SACRAMENTO, Calif. (AP) — Both of California's Democratic U.S. senators voted Thursday against a stopgap spending measure to keep the federal government open because it didn't include protections for young immigrants brought to the country illegally as children.

It was a long-held stance for Sen. Kamala Harris, but one that Sen. Dianne Feinstein announced just hours before the vote, after weeks of pressure from immigrant groups and her 2018 U.S. Senate rival.

State Senate leader Kevin de Leon, who is running against her, had held a news conference calling her "AWOL" on the matter.

President Donald Trump earlier this year halted a program protecting about 800,000 young immigrants from deportation, and Congress has until March to take action to renew it or pass a different bill. Roughly 200,000 participants in the Deferred Action for Childhood Arrivals program live in California.

"I've talked with them, I've met them, I understand their plight and it breaks my heart," Feinstein said in a statement announcing her opposition to the spending bill. "To allow these young people to suffer is tragic."

Feinstein is also resisting the spending measure because it lacks funding for a children's health insurance program that serves roughly 9 million low-income kids.

Congress passed the spending bill Thursday, just before a Friday deadline to avert a government shutdown. The Senate voted 66-32, with most Democrats opposing it. The votes by Feinstein and Harris will keep a spotlight on calls to pass the Dream Act and children's health insurance funding early next year.

"We're starting to see the benefits of our community coming together and putting that pressure on our representatives here in California," said Jorge Herrera of the "Our Dream" campaign, one of several groups that organized protests outside congressional offices.

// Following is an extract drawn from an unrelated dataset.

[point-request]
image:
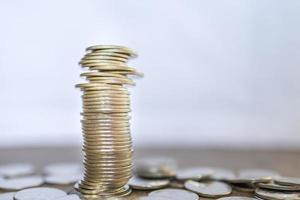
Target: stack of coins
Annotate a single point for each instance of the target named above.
(107, 144)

De Leon, of Los Angeles, has seized on the issue to criticize Feinstein in his bid to unseat her. Feinstein has been in office since 1992.

He doubled down Thursday on his criticism of Feinstein, pointing to two young immigrant activists who were arrested outside one of her California offices this week.

"It's unconscionable that it took arresting Dreamer advocates to finally stand with them and against the Trump Admin," de Leon tweeted.

Luis Serrano-Taha, a spokesman for the California Immigrant Youth Justice Alliance, said while both Feinstein and de Leon are saying the right things, his group is looking toward what they do going forward.

"We hope that he's also being honest and not just using this for elections," Serrano-Taha said of de Leon, after calling Feinstein "very absent" on the issue.